Une tombe vieille de plus de mille ans, contenant des restes humains accompagnés d’objets en or et de poteries décorées, a été découverte à El Caño, dans le district de Natá au Panama. Datée entre 800 et 1000 après J.-C., cette sépulture de «haut rang» illustre l’importance du statut social pour ces sociétés préhispaniques et s’ajoute aux neuf autres tombes déjà fouillées sur ce site étudié depuis deux décennies.
Une tombe vieille de plus de mille ans contenant des restes humains et des objets en or et en céramique a été découverte dans une région du Panama fouillée depuis deux décennies, a annoncé vendredi à l'AFP la chercheuse en charge du projet.
La découverte a eu lieu à El Caño, dans le district de Natá, à environ 200 kilomètres au sud-ouest de la capitale Panama, où des scientifiques et des archéologues ont déjà découvert d'autres vestiges de cultures préhispaniques.

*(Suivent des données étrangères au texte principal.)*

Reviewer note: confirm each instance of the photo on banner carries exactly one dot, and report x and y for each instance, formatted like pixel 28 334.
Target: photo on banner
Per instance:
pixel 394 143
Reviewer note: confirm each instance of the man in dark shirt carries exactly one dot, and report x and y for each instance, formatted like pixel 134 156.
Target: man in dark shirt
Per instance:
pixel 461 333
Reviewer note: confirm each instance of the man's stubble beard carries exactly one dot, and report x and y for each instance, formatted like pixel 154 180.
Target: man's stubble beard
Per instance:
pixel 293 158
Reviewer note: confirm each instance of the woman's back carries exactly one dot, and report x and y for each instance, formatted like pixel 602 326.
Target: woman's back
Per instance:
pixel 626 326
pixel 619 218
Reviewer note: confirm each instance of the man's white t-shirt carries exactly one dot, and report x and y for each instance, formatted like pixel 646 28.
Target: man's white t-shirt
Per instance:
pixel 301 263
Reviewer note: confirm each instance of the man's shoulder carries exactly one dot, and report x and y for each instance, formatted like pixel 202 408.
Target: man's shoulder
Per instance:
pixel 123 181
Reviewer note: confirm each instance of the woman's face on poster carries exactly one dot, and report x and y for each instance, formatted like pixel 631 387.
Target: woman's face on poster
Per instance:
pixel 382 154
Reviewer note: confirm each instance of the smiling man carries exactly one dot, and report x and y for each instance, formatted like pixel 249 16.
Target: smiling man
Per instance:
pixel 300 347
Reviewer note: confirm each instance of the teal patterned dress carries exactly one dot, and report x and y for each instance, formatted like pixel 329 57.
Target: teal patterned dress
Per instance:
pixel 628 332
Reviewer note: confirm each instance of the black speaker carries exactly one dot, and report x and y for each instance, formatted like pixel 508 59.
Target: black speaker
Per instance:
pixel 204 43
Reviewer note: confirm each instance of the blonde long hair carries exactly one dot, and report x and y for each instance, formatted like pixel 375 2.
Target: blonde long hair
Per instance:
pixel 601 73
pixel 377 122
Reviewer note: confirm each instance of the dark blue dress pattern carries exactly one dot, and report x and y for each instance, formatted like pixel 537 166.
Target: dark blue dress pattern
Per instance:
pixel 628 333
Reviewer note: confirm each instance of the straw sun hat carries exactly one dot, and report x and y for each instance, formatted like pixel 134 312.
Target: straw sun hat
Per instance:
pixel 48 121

Les restes osseux sont entourés d'objets en or et de poteries ornées de motifs traditionnels, ce qui indique qu'il s'agirait de personnes de «haut rang», a exposé à l'AFP l'archéologue Julia Mayo, précisant que la tombe avait été construite «entre 800 et 1000 après J.-C.»
«L'individu avec l'or est celui qui avait le statut social le plus élevé du groupe», a-t-elle ajouté.
Le corps de cet occupant principal était orné de «deux bracelets, deux pectoraux et deux boucles d'oreilles, les bijoux pectoraux comportant des représentations de chauves-souris et de crocodiles», a décrit Mme Mayo.
Le site archéologique d'El Caño est lié aux sociétés qui ont habité les provinces centrales du Panama entre le VIIIe et le XIe siècle.
«C'est là qu'ils ont enterré leurs morts pendant 200 ans», a déclaré la chercheuse.
Mme Mayo a indiqué que neuf autres tombes «similaires» à celle annoncée vendredi ont déjà été fouillées sur le site.
Cette découverte est «d'une grande importance pour l'archéologie panaméenne et l'étude des sociétés préhispaniques de l'isthme centraméricain», a souligné le ministère de la Culture dans un communiqué.
Selon les experts, ces fouilles démontrent que pour ces sociétés, la mort ne représentait pas une fin, mais une transition vers une autre phase où le statut social restait important.
La découverte permettra d'apporter de nouvelles informations sur l'organisation sociale, le pouvoir politique, les réseaux d'échange ou encore les pratiques rituelles, a complété le ministère.